Wednesday, November 11, 2009 | 9:51 a.m. CST

BLOOMFIELD — From Germany to Japan, American soldiers read the Stars and Stripes newspaper. What most don't know is that the publication got its start in Bloomfield.

On Nov. 9, 1861, soldiers of the Illinois 11th, 18th and 29th regiments, after forcing the Confederates south, set up camp in Bloomfield. On finding the newspaper office empty, they decided to print a newspaper relating the troop's activities. Couriers delivered the paper — the first issue of the Stars and Stripes — to soldiers around town.

The Stars and Stripes Museum and Library in Bloomfield chronicles the paper's history from that beginning in the Civil War to its global distribution through digital and print media today.

The museum also displays original weapons, vehicles, uniforms and other authentic items, paired with relevant photos or stories from the Stars and Stripes.

"The way I see it, anytime anything goes up here, there should be a Stars and Stripes paper over it. We can cover it all. It's what makes it unique to our collection, putting it in perspective with the words and pictures of the men and women who were there," said James Mayo, president emeritus and historian with the museum. "These stories and images capture the emotions and thoughts of our servicemen of the day."

One can research Vietnam's history at any library, but in the museum's collection, one can read about the photographer who won a Pulitzer for his photograph of a wounded Vietnam soldier. When he was flown to New York to receive the award, his superior officer told him, "We do not enter professional contests. You'd better be glad you didn't win second place."

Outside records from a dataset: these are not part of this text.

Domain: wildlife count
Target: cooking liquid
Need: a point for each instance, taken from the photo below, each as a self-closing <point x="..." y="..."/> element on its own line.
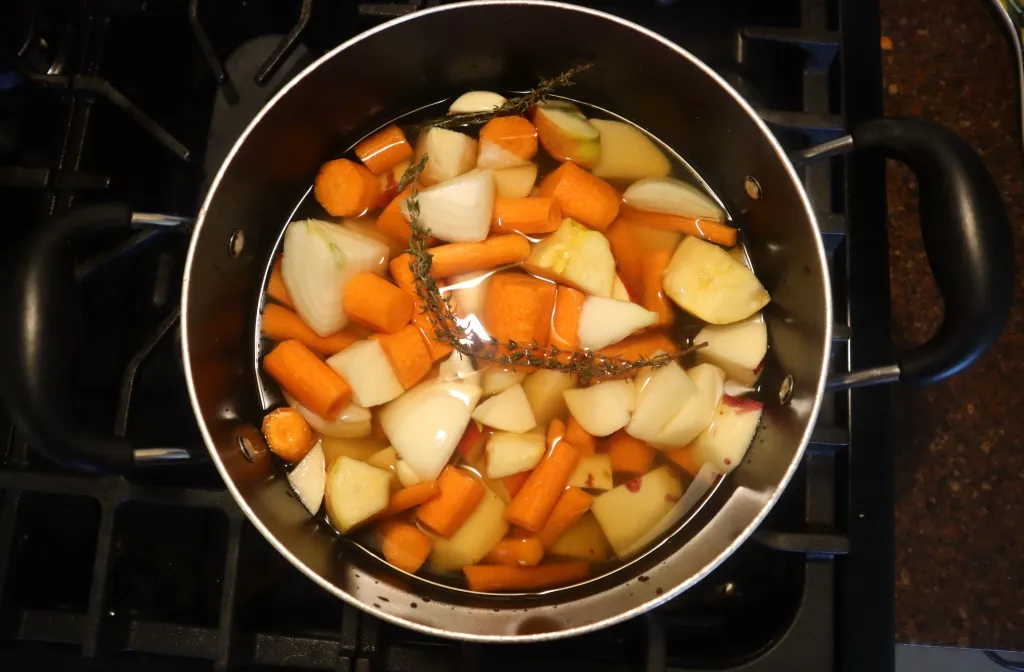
<point x="683" y="329"/>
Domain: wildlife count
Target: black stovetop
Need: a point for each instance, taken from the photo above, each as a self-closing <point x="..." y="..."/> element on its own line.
<point x="119" y="100"/>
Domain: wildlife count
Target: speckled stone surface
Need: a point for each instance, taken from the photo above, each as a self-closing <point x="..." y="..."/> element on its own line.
<point x="960" y="445"/>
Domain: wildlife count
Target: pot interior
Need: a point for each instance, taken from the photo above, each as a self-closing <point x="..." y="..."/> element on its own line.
<point x="438" y="54"/>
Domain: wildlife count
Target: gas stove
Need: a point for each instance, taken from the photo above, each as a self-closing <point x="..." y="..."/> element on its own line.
<point x="136" y="102"/>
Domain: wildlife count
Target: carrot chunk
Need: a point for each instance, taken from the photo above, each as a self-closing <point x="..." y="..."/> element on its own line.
<point x="518" y="307"/>
<point x="514" y="134"/>
<point x="710" y="229"/>
<point x="589" y="200"/>
<point x="493" y="578"/>
<point x="288" y="434"/>
<point x="408" y="353"/>
<point x="377" y="304"/>
<point x="460" y="495"/>
<point x="404" y="546"/>
<point x="305" y="377"/>
<point x="516" y="552"/>
<point x="569" y="508"/>
<point x="384" y="150"/>
<point x="345" y="189"/>
<point x="280" y="324"/>
<point x="630" y="455"/>
<point x="531" y="505"/>
<point x="536" y="214"/>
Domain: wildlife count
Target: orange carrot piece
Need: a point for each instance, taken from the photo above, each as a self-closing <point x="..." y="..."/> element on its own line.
<point x="460" y="495"/>
<point x="305" y="377"/>
<point x="516" y="552"/>
<point x="435" y="348"/>
<point x="653" y="297"/>
<point x="581" y="439"/>
<point x="531" y="505"/>
<point x="630" y="455"/>
<point x="275" y="288"/>
<point x="408" y="498"/>
<point x="513" y="484"/>
<point x="493" y="578"/>
<point x="403" y="545"/>
<point x="684" y="458"/>
<point x="377" y="304"/>
<point x="456" y="258"/>
<point x="518" y="307"/>
<point x="710" y="229"/>
<point x="537" y="214"/>
<point x="638" y="345"/>
<point x="345" y="189"/>
<point x="570" y="507"/>
<point x="288" y="434"/>
<point x="589" y="200"/>
<point x="629" y="257"/>
<point x="408" y="353"/>
<point x="514" y="134"/>
<point x="280" y="324"/>
<point x="384" y="150"/>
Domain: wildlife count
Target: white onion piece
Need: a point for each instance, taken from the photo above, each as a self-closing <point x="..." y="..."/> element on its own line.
<point x="459" y="210"/>
<point x="318" y="260"/>
<point x="308" y="478"/>
<point x="672" y="197"/>
<point x="603" y="322"/>
<point x="352" y="422"/>
<point x="472" y="101"/>
<point x="425" y="424"/>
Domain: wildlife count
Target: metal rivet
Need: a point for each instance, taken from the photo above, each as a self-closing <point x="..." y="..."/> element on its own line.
<point x="238" y="243"/>
<point x="785" y="390"/>
<point x="752" y="186"/>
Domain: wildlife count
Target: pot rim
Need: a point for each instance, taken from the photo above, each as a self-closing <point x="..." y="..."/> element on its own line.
<point x="669" y="592"/>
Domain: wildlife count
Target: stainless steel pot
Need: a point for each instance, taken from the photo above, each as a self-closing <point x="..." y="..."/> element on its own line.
<point x="440" y="52"/>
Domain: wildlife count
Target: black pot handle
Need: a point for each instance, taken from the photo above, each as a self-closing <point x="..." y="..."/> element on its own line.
<point x="38" y="345"/>
<point x="969" y="242"/>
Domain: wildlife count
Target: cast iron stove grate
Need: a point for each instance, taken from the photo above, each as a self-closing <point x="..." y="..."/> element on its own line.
<point x="126" y="100"/>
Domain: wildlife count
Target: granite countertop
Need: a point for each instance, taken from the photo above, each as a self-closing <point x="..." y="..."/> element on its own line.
<point x="960" y="463"/>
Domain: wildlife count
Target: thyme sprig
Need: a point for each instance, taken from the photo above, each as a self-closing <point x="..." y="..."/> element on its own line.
<point x="587" y="365"/>
<point x="517" y="106"/>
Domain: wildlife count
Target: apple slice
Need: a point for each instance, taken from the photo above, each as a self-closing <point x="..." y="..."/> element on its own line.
<point x="496" y="380"/>
<point x="425" y="424"/>
<point x="515" y="182"/>
<point x="737" y="348"/>
<point x="508" y="453"/>
<point x="577" y="256"/>
<point x="474" y="101"/>
<point x="493" y="155"/>
<point x="604" y="321"/>
<point x="709" y="284"/>
<point x="584" y="541"/>
<point x="458" y="210"/>
<point x="484" y="528"/>
<point x="593" y="472"/>
<point x="450" y="154"/>
<point x="696" y="412"/>
<point x="565" y="133"/>
<point x="725" y="442"/>
<point x="627" y="512"/>
<point x="672" y="197"/>
<point x="659" y="395"/>
<point x="355" y="492"/>
<point x="507" y="411"/>
<point x="544" y="388"/>
<point x="365" y="366"/>
<point x="628" y="153"/>
<point x="601" y="409"/>
<point x="308" y="478"/>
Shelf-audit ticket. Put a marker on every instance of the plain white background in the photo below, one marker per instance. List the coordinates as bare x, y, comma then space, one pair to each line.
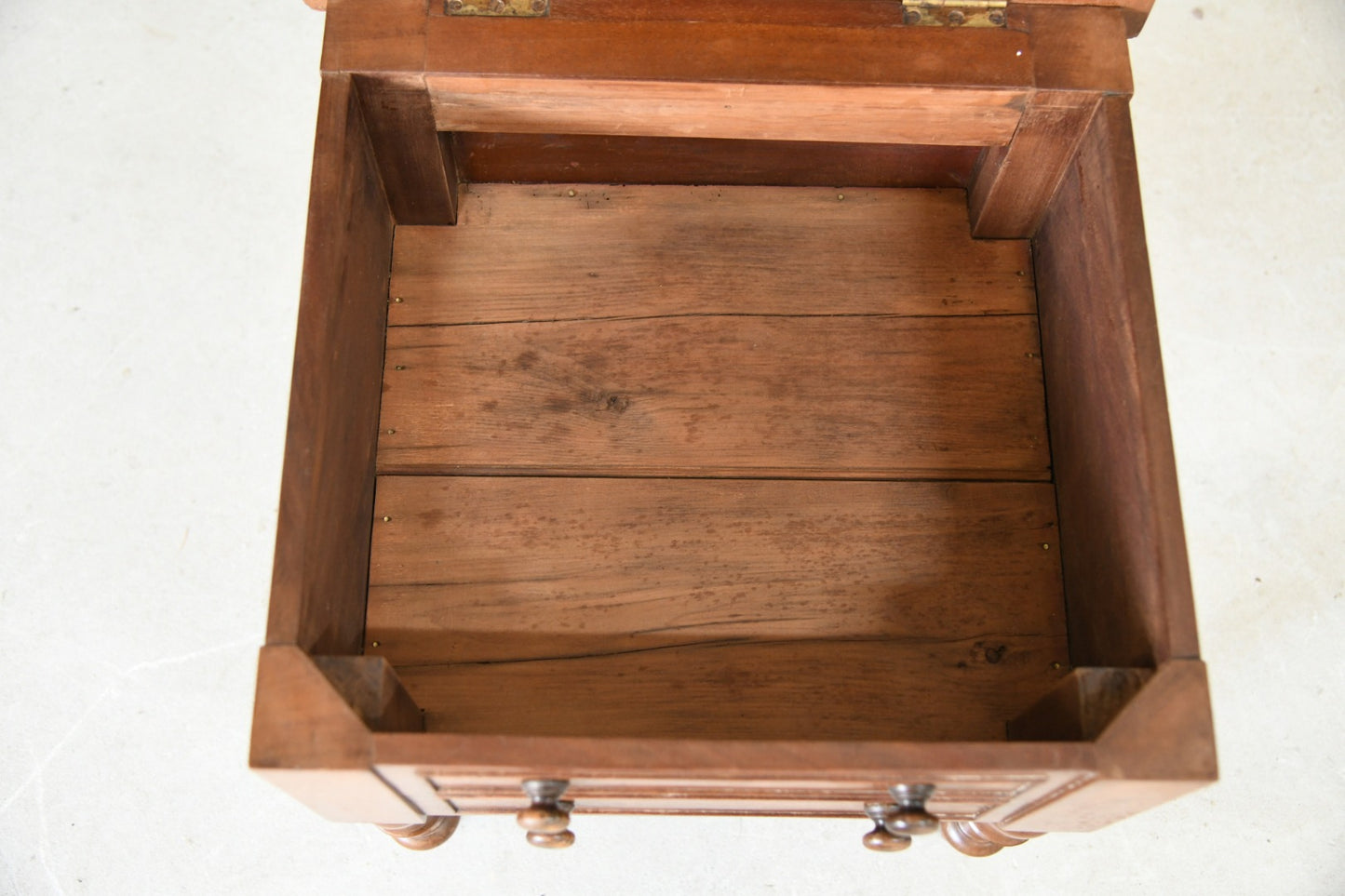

Many famous names have been associated with the Stars and Stripes, such as writer, humorist and television personality Andy Rooney. Rooney got his start in writing with the Stars and Stripes, and his tenure with the publication during his military service saw him covering the air war over Europe, even riding along during bombing runs.

From Rooney to Jerry Siegel, the creator of Superman, the museum chronicles former Stars and Stripes staffers who have gone on to fame, along with their early work.

"Our biggest goal for the museum right now is to continue our fundraising efforts," said Dr. Joseph Baker, president of the board of directors. "We have a wonderful staff that continuously archives all of our materials and works very hard to keep the museum's exhibits in top shape, but we are not tax-supported, so we rely on donations to stay afloat."

Admission to the museum is free, but a donation box is inside the door.